Ta strona została przetłumaczona automatycznie i dokładność tłumaczenia nie jest gwarantowana. Proszę odnieść się do angielska wersja za tekst źródłowy.

Zautomatyzowana diagnostyka udaru mózgu w tomografii komputerowej z wykorzystaniem sztucznej inteligencji

17 maja 2021 zaktualizowane przez: Ivan Segura Duran, University of Guadalajara

Wspomagana metoda kwantyfikacji, lokalizacji i automatycznego rozpoznawania udaru mózgu w tomografii komputerowej z wykorzystaniem sztucznej inteligencji

Wykorzystanie systemów uczenia maszynowego do kwantyfikacji, lokalizacji i diagnostyki udaru niedokrwiennego mózgu w tomografii komputerowej głowy bez kontrastu jest metodą o wysokiej skuteczności, dostępną i podatną na standaryzację, pomocną w podejmowaniu decyzji klinicznych w przypadku braku wyspecjalizowanego personelu medycznego zajmującego się tą chorobą.

Przegląd badań

Status

Rejestracja na zaproszenie

Szczegółowy opis

OPIS PROBLEMU Udar jest piątą przyczyną śmierci w Stanach Zjednoczonych i pierwszą przyczyną długotrwałej niepełnosprawności. Rocznie w tym kraju diagnozuje się udar u około 800 000 osób, powodując śmierć około 130 000 osób, co 4 minuty jedna osoba umiera z powodu tej choroby w USA.

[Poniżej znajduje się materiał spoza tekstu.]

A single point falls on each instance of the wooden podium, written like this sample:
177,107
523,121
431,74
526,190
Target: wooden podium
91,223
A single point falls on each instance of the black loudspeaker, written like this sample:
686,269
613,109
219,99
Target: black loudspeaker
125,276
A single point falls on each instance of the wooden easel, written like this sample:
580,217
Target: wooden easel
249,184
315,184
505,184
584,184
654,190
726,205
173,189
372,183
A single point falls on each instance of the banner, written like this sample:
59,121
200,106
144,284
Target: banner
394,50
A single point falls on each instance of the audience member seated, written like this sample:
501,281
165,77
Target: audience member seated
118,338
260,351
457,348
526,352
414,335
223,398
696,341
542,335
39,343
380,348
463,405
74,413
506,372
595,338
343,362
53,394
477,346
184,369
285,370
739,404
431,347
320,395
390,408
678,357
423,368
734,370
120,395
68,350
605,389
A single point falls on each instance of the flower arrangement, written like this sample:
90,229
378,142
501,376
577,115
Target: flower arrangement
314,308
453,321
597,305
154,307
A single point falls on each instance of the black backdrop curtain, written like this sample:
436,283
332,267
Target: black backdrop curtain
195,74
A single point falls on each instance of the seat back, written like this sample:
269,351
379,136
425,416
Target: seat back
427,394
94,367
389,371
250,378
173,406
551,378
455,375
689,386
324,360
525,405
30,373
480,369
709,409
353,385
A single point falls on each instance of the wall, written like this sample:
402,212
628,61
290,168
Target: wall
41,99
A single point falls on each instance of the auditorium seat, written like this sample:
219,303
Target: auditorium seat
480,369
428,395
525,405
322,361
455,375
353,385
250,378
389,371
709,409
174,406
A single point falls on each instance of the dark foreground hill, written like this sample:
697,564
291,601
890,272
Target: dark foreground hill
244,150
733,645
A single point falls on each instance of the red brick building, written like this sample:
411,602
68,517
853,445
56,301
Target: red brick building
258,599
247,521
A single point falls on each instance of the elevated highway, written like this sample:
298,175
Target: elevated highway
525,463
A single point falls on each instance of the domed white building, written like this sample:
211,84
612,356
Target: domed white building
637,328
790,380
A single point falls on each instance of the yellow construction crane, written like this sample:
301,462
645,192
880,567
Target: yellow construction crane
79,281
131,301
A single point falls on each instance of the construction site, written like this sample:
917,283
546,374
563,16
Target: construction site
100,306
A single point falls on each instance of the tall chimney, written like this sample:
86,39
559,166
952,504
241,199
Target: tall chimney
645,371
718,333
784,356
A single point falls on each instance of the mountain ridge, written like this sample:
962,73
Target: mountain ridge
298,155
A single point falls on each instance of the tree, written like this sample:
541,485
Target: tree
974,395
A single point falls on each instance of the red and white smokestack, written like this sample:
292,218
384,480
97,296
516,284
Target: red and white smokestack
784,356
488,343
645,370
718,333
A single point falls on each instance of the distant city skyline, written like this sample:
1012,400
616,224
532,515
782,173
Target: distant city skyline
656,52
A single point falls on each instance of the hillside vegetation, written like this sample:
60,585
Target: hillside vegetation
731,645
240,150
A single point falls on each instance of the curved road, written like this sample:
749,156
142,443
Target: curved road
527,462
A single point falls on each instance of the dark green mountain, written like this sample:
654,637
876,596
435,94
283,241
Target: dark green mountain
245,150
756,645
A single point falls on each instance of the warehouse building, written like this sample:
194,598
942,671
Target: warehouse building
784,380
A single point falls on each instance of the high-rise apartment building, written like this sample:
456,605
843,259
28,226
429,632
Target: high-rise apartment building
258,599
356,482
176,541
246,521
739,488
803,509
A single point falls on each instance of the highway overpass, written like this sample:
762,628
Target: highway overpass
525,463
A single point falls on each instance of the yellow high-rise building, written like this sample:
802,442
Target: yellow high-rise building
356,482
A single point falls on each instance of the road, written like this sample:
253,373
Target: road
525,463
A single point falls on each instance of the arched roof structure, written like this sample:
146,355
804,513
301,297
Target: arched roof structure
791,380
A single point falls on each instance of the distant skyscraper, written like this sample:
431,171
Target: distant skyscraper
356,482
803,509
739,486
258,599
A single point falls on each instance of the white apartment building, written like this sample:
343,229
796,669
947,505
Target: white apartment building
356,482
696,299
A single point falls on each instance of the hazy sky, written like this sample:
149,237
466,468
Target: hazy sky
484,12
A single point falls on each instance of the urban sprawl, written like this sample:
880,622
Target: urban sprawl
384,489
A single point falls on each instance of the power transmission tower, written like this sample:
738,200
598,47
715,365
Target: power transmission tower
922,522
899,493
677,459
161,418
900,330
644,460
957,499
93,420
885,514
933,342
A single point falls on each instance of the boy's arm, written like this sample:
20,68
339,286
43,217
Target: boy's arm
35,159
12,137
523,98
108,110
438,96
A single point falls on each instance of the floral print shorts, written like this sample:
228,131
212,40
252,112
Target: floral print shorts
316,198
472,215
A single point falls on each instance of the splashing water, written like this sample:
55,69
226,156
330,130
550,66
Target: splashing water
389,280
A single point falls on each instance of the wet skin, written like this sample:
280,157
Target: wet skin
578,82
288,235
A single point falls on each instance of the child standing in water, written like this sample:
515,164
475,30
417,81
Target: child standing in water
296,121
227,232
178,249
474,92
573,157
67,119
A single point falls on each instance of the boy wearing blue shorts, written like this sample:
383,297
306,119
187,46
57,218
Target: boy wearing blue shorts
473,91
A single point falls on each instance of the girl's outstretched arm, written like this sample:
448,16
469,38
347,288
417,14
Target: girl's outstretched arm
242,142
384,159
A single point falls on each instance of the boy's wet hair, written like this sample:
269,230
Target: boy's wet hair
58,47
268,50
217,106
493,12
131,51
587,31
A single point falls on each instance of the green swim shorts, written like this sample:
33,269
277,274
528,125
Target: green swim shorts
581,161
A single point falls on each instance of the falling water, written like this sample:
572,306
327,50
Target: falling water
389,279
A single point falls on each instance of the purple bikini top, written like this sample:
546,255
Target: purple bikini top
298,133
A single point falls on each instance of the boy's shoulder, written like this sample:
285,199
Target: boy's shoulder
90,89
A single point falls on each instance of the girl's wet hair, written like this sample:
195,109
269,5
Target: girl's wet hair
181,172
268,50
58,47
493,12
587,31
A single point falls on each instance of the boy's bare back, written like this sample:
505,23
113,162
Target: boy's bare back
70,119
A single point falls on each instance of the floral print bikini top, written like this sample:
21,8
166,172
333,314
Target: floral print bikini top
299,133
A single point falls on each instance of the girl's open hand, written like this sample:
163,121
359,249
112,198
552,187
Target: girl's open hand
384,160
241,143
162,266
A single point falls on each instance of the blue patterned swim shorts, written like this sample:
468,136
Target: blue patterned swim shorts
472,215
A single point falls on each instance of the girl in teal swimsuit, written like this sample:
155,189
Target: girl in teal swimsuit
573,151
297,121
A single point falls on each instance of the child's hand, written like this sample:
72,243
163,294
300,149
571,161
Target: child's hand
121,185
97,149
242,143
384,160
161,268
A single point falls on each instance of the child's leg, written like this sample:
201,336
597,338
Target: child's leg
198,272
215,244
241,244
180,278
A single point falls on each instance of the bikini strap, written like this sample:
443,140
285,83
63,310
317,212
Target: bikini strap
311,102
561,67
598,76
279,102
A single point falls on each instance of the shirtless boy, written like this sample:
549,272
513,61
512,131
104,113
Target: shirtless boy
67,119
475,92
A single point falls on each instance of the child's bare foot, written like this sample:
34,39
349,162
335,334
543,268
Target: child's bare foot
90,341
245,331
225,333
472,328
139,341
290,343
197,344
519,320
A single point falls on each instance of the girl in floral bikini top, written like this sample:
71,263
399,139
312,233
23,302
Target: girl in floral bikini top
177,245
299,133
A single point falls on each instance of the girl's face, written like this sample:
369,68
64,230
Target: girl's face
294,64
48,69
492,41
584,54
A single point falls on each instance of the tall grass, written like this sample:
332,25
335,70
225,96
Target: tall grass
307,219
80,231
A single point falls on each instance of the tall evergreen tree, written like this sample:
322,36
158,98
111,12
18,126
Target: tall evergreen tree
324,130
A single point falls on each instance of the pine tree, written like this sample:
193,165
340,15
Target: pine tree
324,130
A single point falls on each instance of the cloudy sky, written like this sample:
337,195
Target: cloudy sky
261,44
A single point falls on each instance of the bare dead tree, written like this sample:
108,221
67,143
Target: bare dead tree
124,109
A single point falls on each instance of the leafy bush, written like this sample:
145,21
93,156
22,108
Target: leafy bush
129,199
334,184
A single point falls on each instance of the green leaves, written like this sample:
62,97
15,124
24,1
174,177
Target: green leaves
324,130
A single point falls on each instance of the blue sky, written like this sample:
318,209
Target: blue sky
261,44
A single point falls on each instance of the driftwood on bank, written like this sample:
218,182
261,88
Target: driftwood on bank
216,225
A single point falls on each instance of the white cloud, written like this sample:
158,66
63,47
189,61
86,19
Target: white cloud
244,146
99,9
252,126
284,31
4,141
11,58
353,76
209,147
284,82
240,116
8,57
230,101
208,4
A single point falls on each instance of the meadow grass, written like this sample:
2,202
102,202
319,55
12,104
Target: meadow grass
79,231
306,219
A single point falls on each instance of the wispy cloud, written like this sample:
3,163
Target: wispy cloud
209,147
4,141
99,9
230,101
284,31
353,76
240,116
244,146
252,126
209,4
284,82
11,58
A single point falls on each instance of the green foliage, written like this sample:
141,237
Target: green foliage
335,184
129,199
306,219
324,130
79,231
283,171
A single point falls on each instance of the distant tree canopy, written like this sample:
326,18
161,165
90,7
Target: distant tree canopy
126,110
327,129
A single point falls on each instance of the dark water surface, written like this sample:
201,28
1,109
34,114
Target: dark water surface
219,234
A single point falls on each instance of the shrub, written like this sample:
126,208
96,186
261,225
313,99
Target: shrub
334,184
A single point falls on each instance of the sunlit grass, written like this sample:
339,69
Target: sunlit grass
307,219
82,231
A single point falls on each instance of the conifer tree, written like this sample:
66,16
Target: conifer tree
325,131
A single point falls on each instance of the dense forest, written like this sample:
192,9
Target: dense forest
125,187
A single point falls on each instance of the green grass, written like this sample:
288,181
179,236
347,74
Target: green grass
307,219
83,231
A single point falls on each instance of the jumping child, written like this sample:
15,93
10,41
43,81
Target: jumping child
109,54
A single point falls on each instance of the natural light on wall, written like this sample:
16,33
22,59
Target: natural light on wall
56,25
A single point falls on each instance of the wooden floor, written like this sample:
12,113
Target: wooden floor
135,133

W Meksyku opublikowano bardzo niewiele informacji statystycznych na temat udaru, zgodnie z meksykańskimi wytycznymi praktyki klinicznej „CENETEC” choroba ta była trzecią przyczyną zgonów, z 5,6% procentem głównych przyczyn zgonów, z szacowanym wskaźnikiem 25,6/100 000 mieszkańców i ponad 25 000 zgonów rocznie według danych sanepidu.

Pieniężny koszt bezpośredniej uwagi i wydatków pośrednich jest ogromny, przy przybliżonych wydatkach rzędu 34 miliardów dolarów rocznie. Około 20% osób, które przeżyły, wymaga specjalnej opieki w ciągu pierwszych 3 miesięcy po udarze mózgu, a około 30% pozostaje z poważnym upośledzeniem.

W Meksyku obserwuje się alarmujący wzrost zachorowań na udar, który koreluje z demograficznym przejściem do starszej populacji, a także ze wzrostem czynników ryzyka choroby zakrzepowo-zatorowej naczyń, takich jak nadciśnienie, cukrzyca, otyłość i dyslipidemia.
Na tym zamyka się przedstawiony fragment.